O NOVO EGO DE EUSTAQUIO

 




O NOVO EGO DE EUSTAQUIO


Um Conto Financeiro

Estilo Humor Negro

LABORATÓRIO DE NEGÓCIOS

Juan J. Grisales Z.

28 de abril de 2026


Eustaquio passou de contar moedas para a passagem de ônibus a se sentir o herdeiro perdido de um emirado árabe em exatos quarenta e oito minutos, o tempo que levou para a transferência daquela "doação filantrópica" que recebeu ser processada. Sem mover um dedo, seu ego inflou com a velocidade de um airbag em uma colisão frontal, varrendo qualquer vestígio de bom senso e se comportando como um cavalo selvagem correndo descontroladamente em um local ricamente decorado com cristais.


A primeira coisa que ele fez foi declarar que seu passado de comer arroz e ovos era uma doença da qual agora estava curado. Comprou um relógio de ouro maciço tão grande que lhe causou tendinite imediata; não importava que o aparelho pesasse um quilo e mostrasse a hora em um fuso horário desconhecido; O que importava era que brilhasse o suficiente para cegar os vizinhos a três quarteirões de distância.


Em seguida, adquiriu um carro esportivo italiano com suspensão tão baixa que atolou no primeiro buraco da rua em seu bairro operário, tornando-se um monumento permanente à estupidez em frente à sua casa.


Para celebrar sua recém-adquirida persona de magnata, Eustaquio decidiu que o mundo inteiro deveria descobrir da pior maneira possível. Ele postou e mandou postar fotos de seu estilo de vida extravagante em todas as redes sociais, juntamente com sua localização em tempo real, sem saber que os criminosos locais agora o usavam como ponto de referência em seus mapas de "presença garantida".


Enquanto se sentia como um leão, no submundo do crime ele era visto como uma pinhata de primeira classe se batendo.

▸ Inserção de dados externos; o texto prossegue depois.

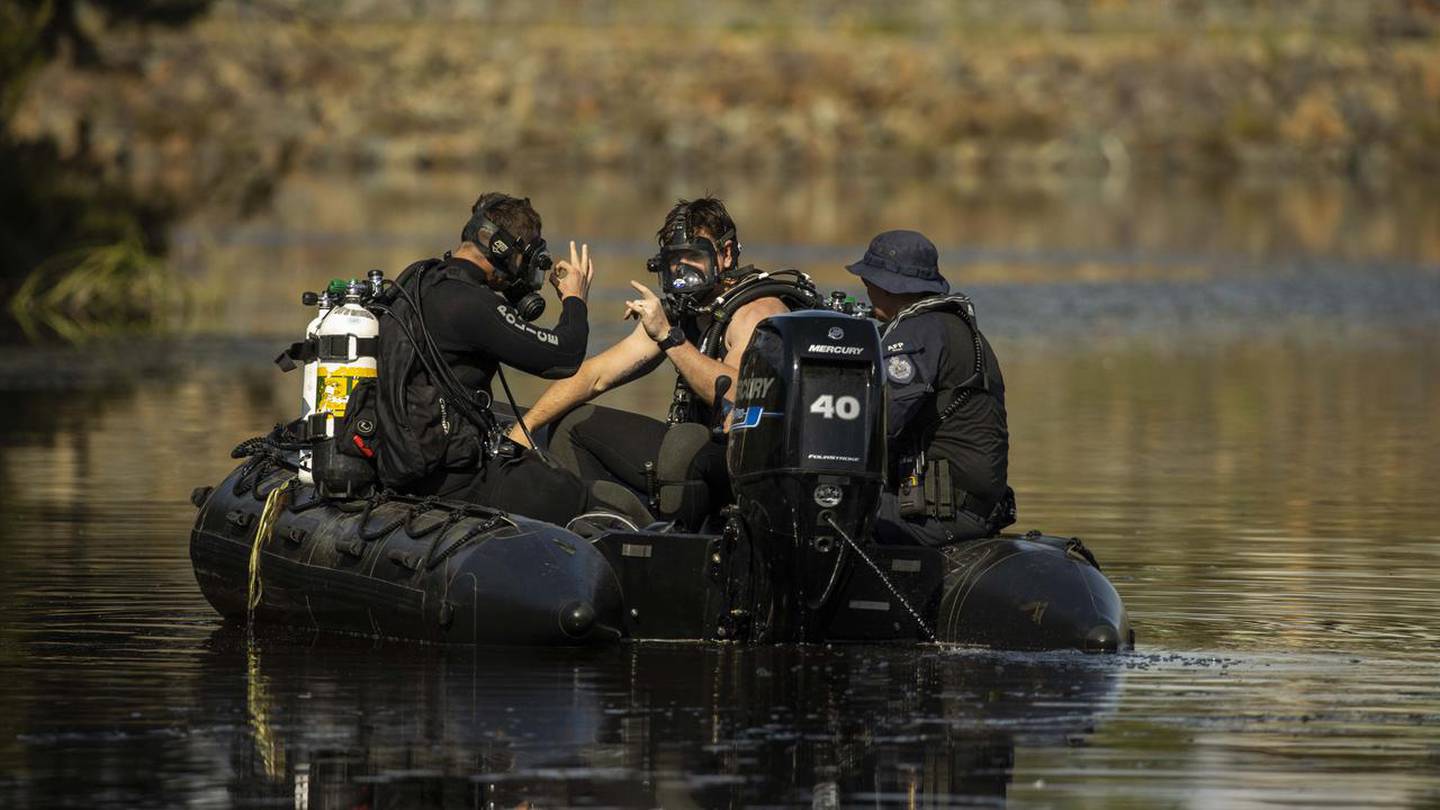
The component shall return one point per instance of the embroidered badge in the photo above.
(900, 369)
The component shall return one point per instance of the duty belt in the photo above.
(933, 493)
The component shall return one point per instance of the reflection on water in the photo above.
(1262, 497)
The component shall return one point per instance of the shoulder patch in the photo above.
(900, 369)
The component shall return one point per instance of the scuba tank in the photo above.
(347, 340)
(339, 353)
(323, 303)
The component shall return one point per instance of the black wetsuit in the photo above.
(608, 444)
(475, 330)
(929, 362)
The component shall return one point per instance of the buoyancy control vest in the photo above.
(929, 486)
(426, 420)
(709, 325)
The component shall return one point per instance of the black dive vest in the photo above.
(426, 420)
(929, 486)
(792, 287)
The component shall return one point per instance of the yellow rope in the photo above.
(274, 505)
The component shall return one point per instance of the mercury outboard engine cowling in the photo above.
(807, 463)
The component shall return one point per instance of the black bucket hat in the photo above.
(902, 261)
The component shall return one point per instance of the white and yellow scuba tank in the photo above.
(344, 342)
(307, 397)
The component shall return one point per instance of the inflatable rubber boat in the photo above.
(788, 562)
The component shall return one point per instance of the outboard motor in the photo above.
(807, 463)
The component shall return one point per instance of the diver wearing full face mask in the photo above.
(703, 322)
(450, 325)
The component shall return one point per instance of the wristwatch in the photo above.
(671, 339)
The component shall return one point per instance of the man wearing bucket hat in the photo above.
(949, 447)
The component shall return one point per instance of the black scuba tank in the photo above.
(807, 463)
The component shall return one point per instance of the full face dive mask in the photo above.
(520, 267)
(687, 264)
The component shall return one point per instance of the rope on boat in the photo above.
(905, 603)
(274, 506)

O ápice de seu delírio aconteceu quando ele decidiu fechar as três ruas principais do bairro para uma festa que, na realidade, era um cerco à opulência. A cachaça barata, seu antigo combustível espiritual, foi banida com desgosto. Agora, ele só aceitava uísque de 30 anos, alegando com a seriedade de um oncologista que seu médico havia prescrito "malte envelhecido devido a problemas de pH gástrico". Ele criou uma plataforma onde as mulheres que trabalhavam na Zona Rosa desfilavam como se fosse uma passarela de Milão, enquanto ele, com a generosidade de quem não sabe o que é um extrato bancário, distribuía os iPhones mais recentes como se fossem panfletos de entrega de pizza.


Num acesso de sofisticação rural, encomendou um cavalo campeão do clube equestre mais elitista do país. O animal, uma besta de sangue azul acostumada à música clássica, acabou amarrado a um poste em frente a uma mercearia de esquina, olhando com profunda depressão existencial enquanto Eustaquio tentava montá-lo usando sapatos de verniz italiano — sem meias — e roupas de grife compradas exclusivamente em boutiques que desconhecem o significado da palavra "liquidação".


O dinheiro começou a evaporar numa sinfonia de dívidas disfarçadas de troféus. Ele comprou um iate, mesmo morando a 500 quilômetros do mar, simplesmente porque "um homem rico tem barcos", e contratou uma comitiva de "consultores de imagem" cujo único talento era cobrar para lhe dizer qual cor de meias combinava com sua recém-adquirida arrogância.


Cada item acrescentava uma cascata de contas: seguro, manutenção e consertos de peças cuja função ele nem sequer conhecia.


Até o doador, aquela alma inocente que pensava estar fazendo uma boa ação, acabou no olho do furacão.


A falta de discrição de Eustaquio vinculou o nome de seu benfeitor a essa demonstração de absurdo, atraindo ligações de fiscais e homens com nomes de animais perigosos que presumiam que, se o beneficiário era tão descuidado, o dinheiro devia ter vindo de um poço sem fundo.


Os dias se passaram escondendo-se do cerco daqueles que, se não o tinham, inventavam necessidades urgentes; de amigos que não conhecia há poucas horas; de parentes que vinham abraçá-lo e beijá-lo, quando durante anos ele os havia repugnado; e o que dizer daqueles que, com um facão na mão, lhe diziam: "Amanhã virei buscar o que é meu".